In a move bound to incense many of the 22 per cent of all Australians (4,796,791 people) who declared they had no religion in the 2011 national census and one confirming a disturbing pattern of behaviour, Messrs Abbott and Pyne have decided that taxpayers will now help fund the religious training of clergy in this country.

The Age 5 December 2014:

Taxpayers would subsidise the training of priests and other religious workers at private colleges for the first time under the Abbott government's proposed higher education reforms.  
As well as deregulating university fees and cutting university funding by 20 per cent, the government's proposed higher education package extends federal funding to students at private universities, TAFES and associate degree programs.
Religious teaching, training and vocational institutes would be eligible for a share of $820 million in new Commonwealth funding over three years.
Labor and the Greens attacked the policy, saying it breaches the separation of Church and State.
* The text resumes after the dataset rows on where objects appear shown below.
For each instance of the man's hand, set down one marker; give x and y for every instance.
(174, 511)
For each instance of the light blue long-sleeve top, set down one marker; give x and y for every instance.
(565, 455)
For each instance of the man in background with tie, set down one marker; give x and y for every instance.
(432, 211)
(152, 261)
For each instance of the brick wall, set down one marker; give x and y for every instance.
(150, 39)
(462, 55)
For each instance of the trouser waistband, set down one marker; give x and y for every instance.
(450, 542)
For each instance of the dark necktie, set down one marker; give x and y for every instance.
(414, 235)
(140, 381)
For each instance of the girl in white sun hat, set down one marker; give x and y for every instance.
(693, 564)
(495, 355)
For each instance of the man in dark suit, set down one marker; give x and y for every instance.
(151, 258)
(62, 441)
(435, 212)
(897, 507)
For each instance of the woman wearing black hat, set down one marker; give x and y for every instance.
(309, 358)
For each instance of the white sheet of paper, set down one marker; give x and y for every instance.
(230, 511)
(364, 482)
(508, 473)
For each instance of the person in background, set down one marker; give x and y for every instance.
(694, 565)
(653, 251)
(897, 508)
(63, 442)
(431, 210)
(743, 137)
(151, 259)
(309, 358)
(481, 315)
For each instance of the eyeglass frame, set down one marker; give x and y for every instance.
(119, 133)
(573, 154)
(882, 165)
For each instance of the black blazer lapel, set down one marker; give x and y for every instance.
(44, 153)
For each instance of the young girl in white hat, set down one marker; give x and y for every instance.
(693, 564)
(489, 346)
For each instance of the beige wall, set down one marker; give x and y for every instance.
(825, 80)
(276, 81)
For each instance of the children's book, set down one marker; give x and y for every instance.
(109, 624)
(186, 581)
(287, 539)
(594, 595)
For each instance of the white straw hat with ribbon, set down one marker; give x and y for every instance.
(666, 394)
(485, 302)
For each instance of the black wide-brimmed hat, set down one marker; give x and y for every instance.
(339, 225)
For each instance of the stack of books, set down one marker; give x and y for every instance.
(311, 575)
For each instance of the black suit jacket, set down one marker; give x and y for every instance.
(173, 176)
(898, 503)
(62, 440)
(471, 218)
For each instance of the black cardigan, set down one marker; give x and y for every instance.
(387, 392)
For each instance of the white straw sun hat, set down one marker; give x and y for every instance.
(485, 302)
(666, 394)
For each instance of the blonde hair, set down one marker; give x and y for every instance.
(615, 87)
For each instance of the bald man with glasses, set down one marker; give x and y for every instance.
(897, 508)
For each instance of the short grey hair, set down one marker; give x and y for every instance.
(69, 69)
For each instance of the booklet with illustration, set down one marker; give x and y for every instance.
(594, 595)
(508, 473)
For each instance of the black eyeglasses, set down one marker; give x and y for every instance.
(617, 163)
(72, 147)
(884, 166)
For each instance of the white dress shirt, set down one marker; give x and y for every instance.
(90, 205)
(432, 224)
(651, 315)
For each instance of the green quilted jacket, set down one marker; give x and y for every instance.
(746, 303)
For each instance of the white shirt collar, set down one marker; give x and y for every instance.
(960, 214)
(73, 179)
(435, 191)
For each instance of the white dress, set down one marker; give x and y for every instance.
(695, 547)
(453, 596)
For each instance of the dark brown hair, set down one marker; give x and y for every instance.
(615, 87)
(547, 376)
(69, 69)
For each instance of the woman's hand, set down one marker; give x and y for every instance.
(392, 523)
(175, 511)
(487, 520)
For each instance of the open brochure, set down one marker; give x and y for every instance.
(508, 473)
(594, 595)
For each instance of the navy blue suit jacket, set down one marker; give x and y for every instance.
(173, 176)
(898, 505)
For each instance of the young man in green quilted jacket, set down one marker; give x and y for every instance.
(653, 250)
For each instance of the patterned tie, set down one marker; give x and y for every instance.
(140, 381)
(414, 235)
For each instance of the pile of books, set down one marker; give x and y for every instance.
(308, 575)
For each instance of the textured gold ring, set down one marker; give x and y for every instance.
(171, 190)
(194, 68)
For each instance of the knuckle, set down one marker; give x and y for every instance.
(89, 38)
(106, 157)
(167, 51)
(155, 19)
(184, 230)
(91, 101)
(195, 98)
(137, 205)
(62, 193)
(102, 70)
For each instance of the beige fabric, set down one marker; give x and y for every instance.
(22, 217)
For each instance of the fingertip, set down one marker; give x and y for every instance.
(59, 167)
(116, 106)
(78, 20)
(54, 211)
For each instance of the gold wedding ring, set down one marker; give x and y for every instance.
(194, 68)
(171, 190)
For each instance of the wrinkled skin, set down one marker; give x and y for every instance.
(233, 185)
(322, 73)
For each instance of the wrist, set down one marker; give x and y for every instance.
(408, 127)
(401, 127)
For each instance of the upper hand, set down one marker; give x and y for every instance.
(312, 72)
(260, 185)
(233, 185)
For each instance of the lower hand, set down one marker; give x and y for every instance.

Earlier this year the government controversially announced it would provide $244 million for a new school chaplaincy scheme but would remove the option for schools to hire secular welfare workers……
Eleven theological colleges are currently accredited by the Tertiary Education Quality and Standards Agency (TEQSA) to provide courses designed to prepare students to enter religious ministries.
Institutes such as the Sydney College of Divinity, Brisbane's Christian Heritage College and the Perth Bible College, which currently charge students full fees, would be eligible for an estimated $4214 funding a year each student under the reforms.
The John Paul II Institute for Marriage and Family in Melbourne, which offers course units including "Theology and Practice of Natural Family Planning" and "Marriage in the Catholic Tradition", would also be eligible for federal support….
The government's reforms were voted down by the Senate this week but will return to Parliament, with some amendments, next year. 

1 comment:

Anonymous said...

God help us - $820M to train priests/muftis, $244M for School Chaplains, yet sack a bunch of CSIRO scientists, make uni students pay through the nose, very hard to understand this line of thinking but it seems to confirm Abbott is a religious nutter!